David Temple, Emily Parks, Matthew Noble, Hafsatu Sesay, Arta Mehmeti, Ralph Hall… autant de Londoniens, plus ou moins connus, plus ou moins obscurs, qui ne se connaissent pas mais qui ont un point commun : ils fréquentent tous le cabinet du professeur Sturrock, célèbre psychiatre qui se donne entièrement à ses patients. L’un souffre de dépression profonde, l’autre ne parvient pas à se reconstruire après de graves brûlures, un troisième est qualifié de dépendant sexuel par sa femme, deux autres ont subi des viols et le dernier est un personnage public dépendant de l’alcool. Tous viennent raconter leur parcours à Martin Sturrock, ils lui font confiance, ils écoutent ses suggestions, tentent de mettre en oeuvre les stratégies qu’il propose pour faire reculer l’ombre et le malheur, ils réfléchissent aux « devoirs » qu’il leur demande de faire. Et même s’ils sortent de son bureau épuisés ou en colère, ils ne baissent pas les bras, ils tentent toujours de progresser parce que le professeur est plus qu’une référence solide pour eux.

Ce qu’ils ignorent, c’est que Martin Sturrock est lui-même au bord du gouffre. Et, bien sûr, s’il est déjà difficile pour le commun des mortels d’admettre que l’on doit se faire aider, c’est encore plus difficile pour un psychiatre.

En quatre jours, du vendredi au lundi, l’intrigue se noue, depuis l’annonce du décès d’une tante de Martin, jusqu’à… la fin ! (lisez-le, c’est poignant) J’ai apprécié cette construction en quatre jours, cette multiplication des points de vue associée à des variations de rythme efficaces : si le roman est à la troisième personne, chaque chapitre est centré sur un patient et bien sûr le médecin ; le vendredi, première journée, où l’on suit les consultations, l’auteur prend le temps de dresser le portrait de chacun, de raconter son histoire, le vécu du traitement, les ouvertures que propose Sturrock. Le week-end, les choses évoluent plus rapidement, les chapitres sont plus courts.

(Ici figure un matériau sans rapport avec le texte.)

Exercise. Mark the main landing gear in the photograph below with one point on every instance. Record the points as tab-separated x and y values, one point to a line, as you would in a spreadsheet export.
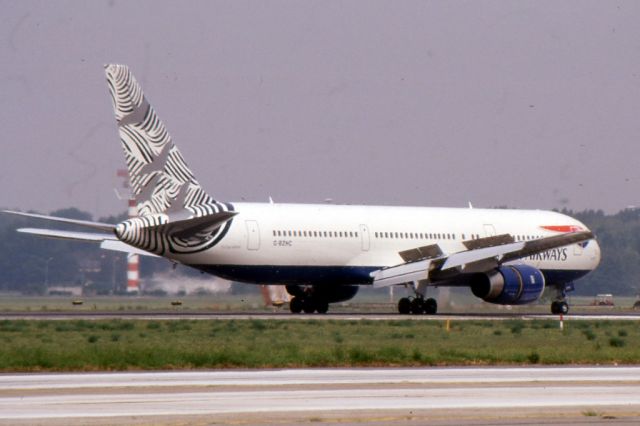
559	307
417	305
308	305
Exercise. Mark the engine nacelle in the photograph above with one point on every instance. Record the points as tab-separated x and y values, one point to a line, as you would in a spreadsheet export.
329	293
509	285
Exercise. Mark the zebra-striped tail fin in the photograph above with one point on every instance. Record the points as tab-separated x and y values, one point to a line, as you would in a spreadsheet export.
161	182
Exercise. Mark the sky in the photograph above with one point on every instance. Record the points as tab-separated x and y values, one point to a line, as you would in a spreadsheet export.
526	104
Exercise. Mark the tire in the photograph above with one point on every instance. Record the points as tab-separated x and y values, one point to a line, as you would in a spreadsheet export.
322	307
404	306
295	305
308	306
430	306
417	306
559	307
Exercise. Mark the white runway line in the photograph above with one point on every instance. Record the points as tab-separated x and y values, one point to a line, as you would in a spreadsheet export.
33	396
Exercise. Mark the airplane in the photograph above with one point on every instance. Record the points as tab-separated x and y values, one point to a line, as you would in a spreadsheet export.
323	253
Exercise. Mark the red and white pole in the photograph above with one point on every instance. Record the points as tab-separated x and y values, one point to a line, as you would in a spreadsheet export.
133	275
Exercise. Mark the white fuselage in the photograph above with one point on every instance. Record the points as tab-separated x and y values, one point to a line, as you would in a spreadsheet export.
278	241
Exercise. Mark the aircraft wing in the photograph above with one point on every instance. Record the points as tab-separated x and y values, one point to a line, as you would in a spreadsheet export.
107	241
486	253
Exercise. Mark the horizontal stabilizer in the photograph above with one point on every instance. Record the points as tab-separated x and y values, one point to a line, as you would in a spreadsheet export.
107	227
114	245
187	228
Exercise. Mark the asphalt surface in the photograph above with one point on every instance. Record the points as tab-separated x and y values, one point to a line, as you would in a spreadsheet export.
580	395
189	315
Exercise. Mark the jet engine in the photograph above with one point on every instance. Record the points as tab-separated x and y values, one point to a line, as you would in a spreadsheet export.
509	285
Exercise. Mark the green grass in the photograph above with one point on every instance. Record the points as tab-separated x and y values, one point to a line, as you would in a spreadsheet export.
185	344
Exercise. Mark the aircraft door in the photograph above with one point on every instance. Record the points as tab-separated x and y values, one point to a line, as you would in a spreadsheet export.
253	235
364	237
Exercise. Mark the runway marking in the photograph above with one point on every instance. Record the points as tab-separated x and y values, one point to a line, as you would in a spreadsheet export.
287	391
325	317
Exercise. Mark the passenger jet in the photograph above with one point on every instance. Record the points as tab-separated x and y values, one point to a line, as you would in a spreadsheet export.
323	253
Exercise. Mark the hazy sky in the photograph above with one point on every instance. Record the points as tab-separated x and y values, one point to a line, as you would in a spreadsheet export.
526	104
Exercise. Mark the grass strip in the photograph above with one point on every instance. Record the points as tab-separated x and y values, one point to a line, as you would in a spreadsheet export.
81	345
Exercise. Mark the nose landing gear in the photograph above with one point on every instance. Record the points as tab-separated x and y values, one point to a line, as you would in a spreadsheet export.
560	305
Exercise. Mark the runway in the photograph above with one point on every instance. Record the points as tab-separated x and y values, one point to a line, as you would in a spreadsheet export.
339	396
285	316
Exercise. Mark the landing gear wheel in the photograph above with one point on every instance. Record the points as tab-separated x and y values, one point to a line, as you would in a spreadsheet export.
559	307
322	307
308	306
417	306
295	305
404	306
430	306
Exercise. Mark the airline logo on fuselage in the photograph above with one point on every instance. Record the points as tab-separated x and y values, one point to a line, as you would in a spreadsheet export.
557	254
563	228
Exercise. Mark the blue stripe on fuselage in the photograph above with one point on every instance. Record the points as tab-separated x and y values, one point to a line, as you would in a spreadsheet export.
338	275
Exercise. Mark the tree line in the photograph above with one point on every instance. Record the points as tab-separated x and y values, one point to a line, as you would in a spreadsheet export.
29	264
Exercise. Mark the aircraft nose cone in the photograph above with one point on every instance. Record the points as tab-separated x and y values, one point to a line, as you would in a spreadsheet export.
596	253
120	230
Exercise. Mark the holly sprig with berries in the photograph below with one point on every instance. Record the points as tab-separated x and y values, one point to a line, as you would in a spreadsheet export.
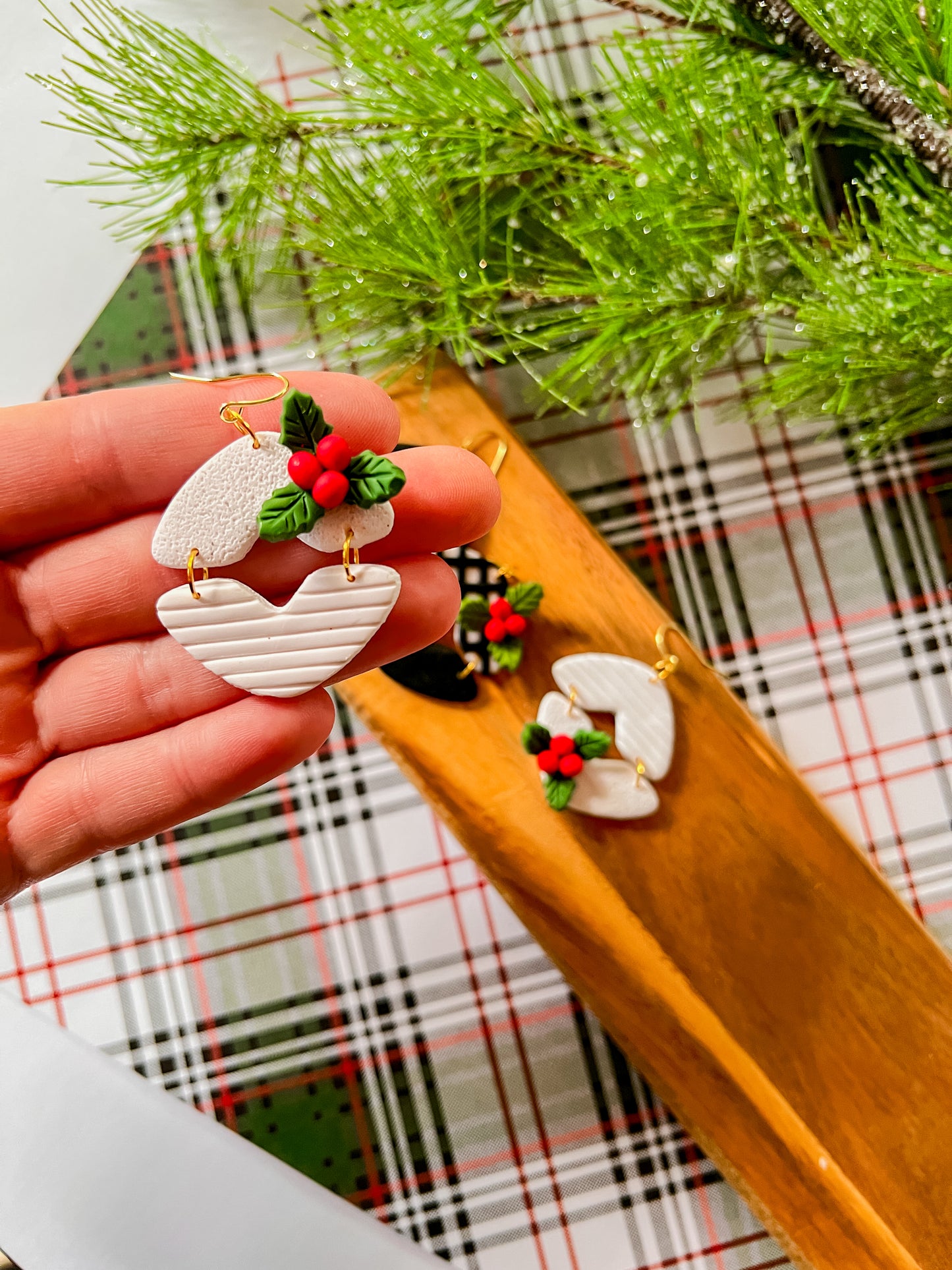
503	621
563	757
324	473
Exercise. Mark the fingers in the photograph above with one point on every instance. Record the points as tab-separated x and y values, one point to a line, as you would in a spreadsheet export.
103	586
89	460
89	801
123	690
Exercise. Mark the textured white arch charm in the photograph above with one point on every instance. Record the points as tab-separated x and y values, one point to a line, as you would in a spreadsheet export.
617	789
217	508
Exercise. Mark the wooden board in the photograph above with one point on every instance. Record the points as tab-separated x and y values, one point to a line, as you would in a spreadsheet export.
738	945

Cette forme de narration rend les personnages particulièrement crédibles : aucun manichéisme, aucune image lapidaire de la dépression ici. J’ai trouvé l’approche par la parole, le dialogue, l’écrit, très intéressante : bien sûr, la dépression a à voir avec la baisse d’une hormone dans le cerveau, je crois, et les médicaments sont nécessaires parfois, mais dans une époque où on croit pouvoir tout soigner avec des pilules, cet aspect essntiel du soin est bien mis en lumière. L’auteur, ancien chargé de communication de Tony Blair, est lui-même un dépressif qui se soigne et sait de quoi il parle (l’histoire de Ralph Hall est particulièrement brillante et réaliste de ce point de vue !). Il nous fait entrer au coeur du lien entre le malade et son thérapeute, et cette relation est d’autant plus passionnante que tout ce que le professeur Sturrock décèle ou conseille à ses patients, tout ce qui leur permet d’avancer, il en souffre lui-même et il est (ou se sent) incapable de l’appliquer à lui dans sa vie d’homme, de mari, de père. Son ambivalence le rend très touchant, extrêmement proche de nous, c’est du moins ce que j’ai ressenti.

Ne croyez pas que l’on sort de ce roman avec un coeur de plomb : au contraire, il a un tel accent de sincérité qu’il m’a amenée à me poser plein de questions, à reconsidérer mon point de vue sur la dépression, c’est un bon roman bien ficelé et la petite touche d’humour british n’est pas pour me déplaire.

Un premier roman maîtrisé et revigorant !

Allons lire l’avis de Manu !

Alastair Campbell, Tout est dans la tête, traduit de l’anglais par Esther Ménéris, Albin Michel, 2009

L’avis de Ys

Un premier roman anglais (donc européen), dont le titre contient un mot « Partie du corps » et qui se passe à Londres !!